Why DX Starts With Data Mastering: The Blackstone Files

Image credit: iStockphoto/twinsterphoto

The cloud plays a crucial role in the Blackstone Group’s digital strategy. The global investment management company maintains a cloud-first mentality and uses the cloud for all IT functions whenever possible.

For data management, AWS and Snowflake play essential roles. The firm runs Tamr on AWS to master, clean, and curate its data to create golden or complete records on the companies in its investment portfolio. The data that’s fed into Tamr comes from Snowflake and is also stored there after being cleaned.

Blackstone’s chief data architect Thomas Pelogruto shares what lessons the firm learned from its cloud and data journeys. Some of the advice he offered included aiming for small wins when migrating to the cloud, using data mastering to start digital transformation projects, and turning to the cloud instead of setting up a data center.

Less noise, more golden records

Blackstone is a huge asset manager that has reached into several public and private entities spanning the globe.

“Keeping track of all those relationships — how can we uniquely identify a property portfolio company or a third-party vendor — is a daunting task. Doing that inside of a master data management system, you're constantly faced with data governance challenges, duplicate records, and all of that associated noise,” said Pelogruto.

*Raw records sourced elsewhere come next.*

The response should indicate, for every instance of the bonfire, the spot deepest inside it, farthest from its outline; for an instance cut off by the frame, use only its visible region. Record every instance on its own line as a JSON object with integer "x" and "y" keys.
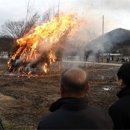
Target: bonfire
{"x": 37, "y": 49}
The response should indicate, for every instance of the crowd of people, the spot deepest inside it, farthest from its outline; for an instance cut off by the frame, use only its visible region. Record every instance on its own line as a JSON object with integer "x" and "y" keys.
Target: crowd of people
{"x": 72, "y": 110}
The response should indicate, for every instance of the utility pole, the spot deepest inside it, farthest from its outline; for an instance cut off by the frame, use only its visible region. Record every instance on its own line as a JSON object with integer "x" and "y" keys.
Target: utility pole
{"x": 102, "y": 33}
{"x": 102, "y": 25}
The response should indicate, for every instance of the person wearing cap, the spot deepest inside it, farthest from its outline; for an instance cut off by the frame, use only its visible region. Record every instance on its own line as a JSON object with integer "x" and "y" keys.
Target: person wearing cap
{"x": 72, "y": 111}
{"x": 120, "y": 110}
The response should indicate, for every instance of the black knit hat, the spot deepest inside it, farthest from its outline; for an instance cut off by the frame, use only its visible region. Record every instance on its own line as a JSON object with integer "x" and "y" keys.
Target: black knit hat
{"x": 124, "y": 73}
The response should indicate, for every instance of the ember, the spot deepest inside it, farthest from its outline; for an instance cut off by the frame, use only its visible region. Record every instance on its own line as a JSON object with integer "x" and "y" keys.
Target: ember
{"x": 37, "y": 49}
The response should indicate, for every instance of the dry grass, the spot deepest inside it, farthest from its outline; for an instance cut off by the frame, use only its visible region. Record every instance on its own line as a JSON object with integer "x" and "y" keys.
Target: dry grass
{"x": 23, "y": 100}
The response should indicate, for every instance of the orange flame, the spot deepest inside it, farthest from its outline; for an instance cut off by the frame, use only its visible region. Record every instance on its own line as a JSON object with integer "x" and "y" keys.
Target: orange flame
{"x": 43, "y": 38}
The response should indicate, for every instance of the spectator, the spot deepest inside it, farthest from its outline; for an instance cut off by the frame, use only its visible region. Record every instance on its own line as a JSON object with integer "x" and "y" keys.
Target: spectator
{"x": 72, "y": 111}
{"x": 120, "y": 110}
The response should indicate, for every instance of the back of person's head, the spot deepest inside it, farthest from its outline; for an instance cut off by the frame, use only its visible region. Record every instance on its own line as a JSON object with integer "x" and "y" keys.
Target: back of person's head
{"x": 124, "y": 73}
{"x": 74, "y": 82}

Blackstone used Tamr to improve its signal-to-noise ratio and get that golden copy of uniquely identifiable legal entities.

“You have data sitting in different caches, and we try to move all the data into a singular data warehouse, but it's still in different databases, in different data domains. And now we have that opportunity to actually be a lot better about unifying the data set and making it an actual golden copy of our data,” explained Pelogruto.

To the cloud and beyond

In the old days, you’d plan out a five to seven-year infrastructure plan, build a data center, and you would have to be relatively static with that plan over that period. It’s because a server or network upgrade took a long time and was a considerable capital expenditure.

With AWS, Pelogruto didn’t have to worry about how many users there are or maintenance. All of that is then built-in and just readily available.

“And having an ability to have a singular access point for all of the different data sets that exist in a firm as large as ours, the only way that was feasible to do that was to use a cloud-based data warehousing solution like Snowflake,” he added. 

Get your data warehouse in order

You have to put a material amount of effort into assembling your data. It is where Tamr and Snowflake proved to be a potent combination. It helped Blackstone to get its data organized into a clean cloud architecture.

“We are also on AWS, so we're moving everything into the cloud. That was definitely a prerequisite to being able to embrace fully and actually integrate a tool like Tamr to make that data clean and usable inside that warehouse,” said Pelogruto.

Moving to the cloud? Start small

It's a divide and conquer strategy with it came to moving to the cloud.

“Don’t boil the ocean. Getting a few wins and some of your data into the cloud is valuable for getting buy-in and learning how to use this new set of tools. [The tools] are very different, and that's the more surprising part. It’s usually good to start with a small group of stakeholders and a very well-defined problem and dataset. You'll learn a lot along the way and be in a much better position to really do this at a greater scale,” advised Pelogruto.

He also urged companies not to try collecting all of their data. That's going to fail.

“You'll never collect all of your data. Go with one data set, one set of questions you want to answer. Then other things will fall into place, and you can build from there. We have a very agile methodology at Blackstone, and this approach fits very well into that mindset,” he added.

Digital transformation starts with mastered data

Data mastering is the first step in all Blackstone’s automation stacks. From there, it's about undergoing digital transformation and making very laborious processes streamlined and automated.

It allows you to join and report back on various kinds of data “that you were never able to do before, simply because you didn't know how to bring together data sets A and B,” said Pelogruto.

“It's the first step in the journey. It's definitely not the last step,” he added.

Ravi Hulasi, the chief cloud evangelist at Tamr, wrote this article.